Dans ce contexte, il faut réfléchir à la meilleure solution pour améliorer l'efficacité de l'action pénale contre l'usage de stupéfiants sans lever cet interdit, qui reste pleinement justifié par des considérations sanitaires, sociales et d'ordre public.
Une forme de consensus s'est établie autour de la contraventionnalisation de l'usage, que je partage. Le Sénat a ici été précurseur, ayant adopté par deux fois, en 2011 et en 2015, le principe de sa mise en oeuvre au premier usage constaté par les forces de l'ordre. Il faut aller plus loin et le généraliser à tous les cas d'usage.
Le traitement de cette infraction serait grandement simplifié et accéléré, et la sanction pécuniaire immédiate marquerait une rupture avec le caractère virtuel de la sanction actuelle, garantissant son aspect dissuasif. Le Gouvernement devrait prochainement engager cette réforme.
Enfin, la prochaine stratégie pluriannuelle du Gouvernement ne devra pas ignorer les outre-mer. Il est indispensable qu'une grande étude sur les phénomènes addictifs dans les départements et collectivités d'outre-mer soit conduite. Sur la base de ses résultats, le dispositif de prise en charge des addictions devra être adapté aux spécificités de ces territoires.

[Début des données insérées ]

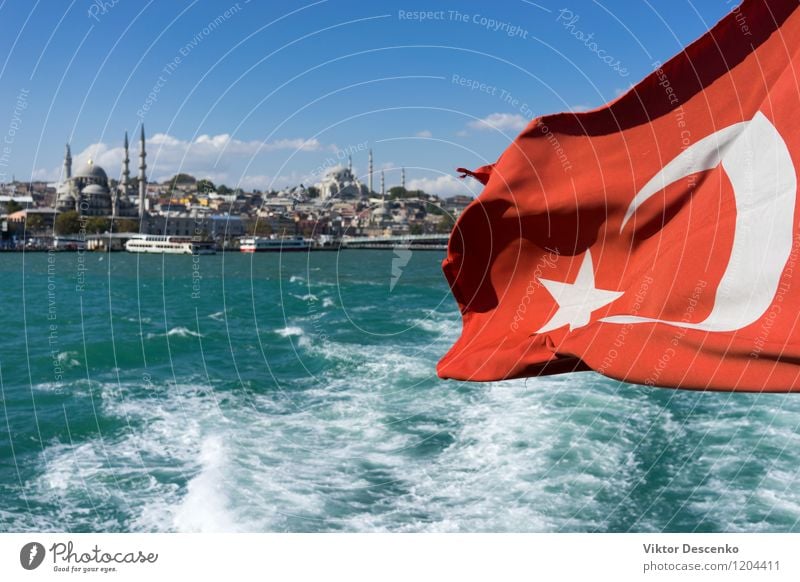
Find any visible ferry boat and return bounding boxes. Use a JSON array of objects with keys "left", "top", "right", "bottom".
[
  {"left": 125, "top": 235, "right": 217, "bottom": 255},
  {"left": 239, "top": 236, "right": 313, "bottom": 253}
]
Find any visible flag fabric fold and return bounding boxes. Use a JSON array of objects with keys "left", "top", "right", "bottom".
[{"left": 438, "top": 0, "right": 800, "bottom": 391}]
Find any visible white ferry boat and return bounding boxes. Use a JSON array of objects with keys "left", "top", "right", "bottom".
[
  {"left": 239, "top": 236, "right": 313, "bottom": 253},
  {"left": 125, "top": 235, "right": 217, "bottom": 255}
]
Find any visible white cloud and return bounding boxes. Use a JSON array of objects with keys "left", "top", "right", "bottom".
[
  {"left": 467, "top": 113, "right": 530, "bottom": 131},
  {"left": 407, "top": 174, "right": 481, "bottom": 198}
]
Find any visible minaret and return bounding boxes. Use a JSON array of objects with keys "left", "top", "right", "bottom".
[
  {"left": 139, "top": 123, "right": 147, "bottom": 218},
  {"left": 367, "top": 150, "right": 372, "bottom": 195},
  {"left": 120, "top": 131, "right": 131, "bottom": 195},
  {"left": 64, "top": 144, "right": 72, "bottom": 182}
]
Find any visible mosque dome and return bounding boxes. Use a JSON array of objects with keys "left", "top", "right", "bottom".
[
  {"left": 81, "top": 184, "right": 108, "bottom": 196},
  {"left": 75, "top": 160, "right": 108, "bottom": 182}
]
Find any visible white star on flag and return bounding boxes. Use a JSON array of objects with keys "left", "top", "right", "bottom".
[{"left": 536, "top": 250, "right": 624, "bottom": 333}]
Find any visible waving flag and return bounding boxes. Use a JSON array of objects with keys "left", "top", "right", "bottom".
[{"left": 438, "top": 0, "right": 800, "bottom": 392}]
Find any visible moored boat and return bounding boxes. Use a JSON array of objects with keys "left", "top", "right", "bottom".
[
  {"left": 125, "top": 235, "right": 217, "bottom": 255},
  {"left": 239, "top": 236, "right": 313, "bottom": 253}
]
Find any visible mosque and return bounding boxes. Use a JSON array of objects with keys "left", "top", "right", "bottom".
[{"left": 56, "top": 126, "right": 147, "bottom": 218}]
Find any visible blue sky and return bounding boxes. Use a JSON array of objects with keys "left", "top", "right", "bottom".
[{"left": 0, "top": 0, "right": 735, "bottom": 196}]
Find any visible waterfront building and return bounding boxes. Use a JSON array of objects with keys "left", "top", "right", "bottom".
[{"left": 55, "top": 128, "right": 147, "bottom": 218}]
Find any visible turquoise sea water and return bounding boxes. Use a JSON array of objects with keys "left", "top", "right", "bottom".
[{"left": 0, "top": 251, "right": 800, "bottom": 531}]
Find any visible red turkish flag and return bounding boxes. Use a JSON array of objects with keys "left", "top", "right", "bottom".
[{"left": 438, "top": 0, "right": 800, "bottom": 392}]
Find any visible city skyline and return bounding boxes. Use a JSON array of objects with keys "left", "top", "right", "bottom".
[{"left": 0, "top": 0, "right": 733, "bottom": 196}]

Sur ces considérations, je vous propose, mes chers collègues, d'émettre un avis favorable à l'adoption des crédits de l'action « Mission interministérielle de lutte contre les drogues et les conduites addictives » du programme « Coordination du travail gouvernemental » de la mission « Direction de l'action du Gouvernement » du projet de loi de finances pour 2018. Je regrette néanmoins qu'ils n'aient pas été confortés au vu de l'ampleur du phénomène des addictions en France.